Командир Красногвардейского отряда Павел Ильич Кирсанов, член Партии Большевиков с восемнадцатого года».
«Что за чушь?» — подумал Николай. Неужели Сигизмундов думает, что он поведется на этот бред? Похоже, что автор донесения или хлебнул лишнего, или нанюхался модного в то время кокаина, упустил арестованных, а когда протрезвел — испугался и принялся строчить оправдательные бумаги.

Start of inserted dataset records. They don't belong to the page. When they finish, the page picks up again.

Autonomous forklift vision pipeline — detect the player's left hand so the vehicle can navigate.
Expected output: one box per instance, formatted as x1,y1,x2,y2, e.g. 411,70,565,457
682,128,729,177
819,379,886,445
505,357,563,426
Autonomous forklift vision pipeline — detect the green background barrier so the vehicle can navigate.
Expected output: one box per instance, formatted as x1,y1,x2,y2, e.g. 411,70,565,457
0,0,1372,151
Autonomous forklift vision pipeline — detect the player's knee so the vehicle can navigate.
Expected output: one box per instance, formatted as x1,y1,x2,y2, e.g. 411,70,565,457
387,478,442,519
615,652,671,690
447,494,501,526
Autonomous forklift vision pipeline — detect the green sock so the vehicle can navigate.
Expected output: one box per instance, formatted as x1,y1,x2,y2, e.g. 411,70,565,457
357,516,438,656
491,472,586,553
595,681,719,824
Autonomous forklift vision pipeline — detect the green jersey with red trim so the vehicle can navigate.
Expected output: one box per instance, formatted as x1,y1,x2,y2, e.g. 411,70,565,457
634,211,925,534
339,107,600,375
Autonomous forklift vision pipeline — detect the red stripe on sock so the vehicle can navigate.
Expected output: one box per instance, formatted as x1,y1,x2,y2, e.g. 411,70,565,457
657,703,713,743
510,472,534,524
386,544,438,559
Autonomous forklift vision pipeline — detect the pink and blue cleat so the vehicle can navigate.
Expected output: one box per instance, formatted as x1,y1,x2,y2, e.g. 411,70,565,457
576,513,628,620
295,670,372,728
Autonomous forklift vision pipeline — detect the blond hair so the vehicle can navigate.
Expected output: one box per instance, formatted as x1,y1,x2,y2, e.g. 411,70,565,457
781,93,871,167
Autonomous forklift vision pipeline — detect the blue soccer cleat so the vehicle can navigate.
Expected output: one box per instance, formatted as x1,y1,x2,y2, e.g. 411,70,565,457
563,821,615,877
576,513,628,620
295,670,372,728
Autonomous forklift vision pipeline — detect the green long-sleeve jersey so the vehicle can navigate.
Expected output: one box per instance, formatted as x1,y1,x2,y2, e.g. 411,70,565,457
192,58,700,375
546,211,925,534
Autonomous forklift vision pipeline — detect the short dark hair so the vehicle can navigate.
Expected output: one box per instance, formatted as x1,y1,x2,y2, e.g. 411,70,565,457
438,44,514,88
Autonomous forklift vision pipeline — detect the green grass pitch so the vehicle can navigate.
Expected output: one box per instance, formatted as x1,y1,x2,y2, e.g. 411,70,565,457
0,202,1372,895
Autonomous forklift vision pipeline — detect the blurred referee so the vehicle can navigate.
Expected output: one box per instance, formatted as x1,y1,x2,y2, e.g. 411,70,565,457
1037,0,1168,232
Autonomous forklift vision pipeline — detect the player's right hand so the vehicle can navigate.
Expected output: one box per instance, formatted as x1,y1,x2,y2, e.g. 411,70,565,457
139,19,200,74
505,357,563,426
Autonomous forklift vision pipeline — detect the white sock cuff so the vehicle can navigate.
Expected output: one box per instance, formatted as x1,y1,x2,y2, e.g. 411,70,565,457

Однако на этом раздел еще не кончался.
«4 февраля 1919 г.
Начальнику уездной Чрезвычайной Комиссии по борьбе с контрреволюцией и саботажем товарищу Гельфанду от следователя указанной ЧК с особыми полномочиями Захара Прохоровича Барсукова.
Рапорт.
Расследуя дело о бегстве из-под стражи сорока четырех врагов Советской власти, из которых девятнадцать — арестованные белогвардейцы, четырнадцать — представители местной буржуазии и лавочники-спекулянты, а остальные одиннадцать из поповского сословия, я выяснил следующее. Ничего таинственного в случившемся я не усмотрел. По моему убеждению, побег произошел посредством подкупа караульных и самого начальника охраны Кирсанова. Какой-то запах действительно имел место в камере, но при такой скученности заключенных я не усмотрел в том ничего странного. Зато, проверив происхождение самого Кирсанова, обнаружил, что оно совсем не пролетарское. Отец его до революции владел скобяной торговлей в Тамбовской губернии, а сам он был студентом Московского университета, и неизвестно еще, как ему удалось проникнуть в ряды нашей Партии. Пользуясь данными мне особыми полномочиями, я приказал Кирсанова и всю допустившую побег караульную смену расстрелять, а расследование прекратить. Поиск сбежавших поручен специальному отряду под командованием члена Партии, бывшего балтийского матроса Толстоногова.
Следователь уездной ЧК с особыми полномочиями Захар Прохорович Барсуков».